Speaking at Harrogate’s International Centre for the BSA’s Annual Conference 2015, he welcomed members from the UK’s 44 building societies, credit unions and regulators.

Fieth said: “The single most important thing for our new government is to set in train a cross party 15-year plan based on national and regional demographic changes, employment, environmental concerns, infrastructure and house price inflation.

“We need to build houses as well. Since 1946 the private sector has only twice succeeded in building more than 200,000 houses in England: in 1964 and 1968. In 2014 the total was less than 94,000.

“To meet its manifesto commitments the new government must ensure that local authorities and housing associations build as well, and build in real volume.

“And, as importantly, must replace homes sold from Right to Buy at a ratio of one to one.”

He said the BSA will go further with a programme designed to increase the availability of mortgage funding from building societies for homes built using modern construction methods.

He added: “This applies particularly to off-site modular construction, a method of building, currently niche, which is substantially quicker than standard brick and tile construction.
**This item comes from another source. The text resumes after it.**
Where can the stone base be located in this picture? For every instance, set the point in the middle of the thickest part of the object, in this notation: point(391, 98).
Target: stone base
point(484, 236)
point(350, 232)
It is not yet well understood by the lending community, a position we hope to change over the coming months.

“Many building societies already have good working relationships with local and regional builders and are the main suppliers of mortgage finance for self-build and custom-build across the UK.”

Another theme from the opening address was lending into retirement, which he said is going to be a major theme for the whole financial sector going forward.

Fieth said: “Financing old age will, I believe, be one of the critical social issues for the remainder of the 21st century.

“This is an area which is for collaboration for us and the CML and other trade associations.

“We are well placed to take the lead in this area, making it clear that building societies have a desire to do even more for older borrowers.

“We already know that our sector is more flexible in this area than larger banks.”

Fieth also discussed “the tsunami of regulation”, as he called for regulators to encourage diversity by encouraging both the mutual and shareholder bank models.

He said: “Whether the new government takes up our proposal or not, we will actively be encouraging ministers, select committees and parliamentarians to question regulators closer about how they are supporting, facilitating and encouraging all ownership forms in banking and financial services.

“That might sound like a strange objective for a regulator. But we believe that is in their best interests too, helping them to avoid creating new concentrations of risk and new potential points of failure as they, rightly, continue their part in restoring confidence and trust across the whole sector.”

Referencing how Harrogate was said to be the happiest town in the UK in 2014 according to Rightmove, Fieth closed the opening address by saying: “I hope you all enjoy this year’s BSA conference and go away tomorrow afternoon with some new ideas, some fresh inspiration and, above all, leave the happy town of Harrogate with a spring in your step.”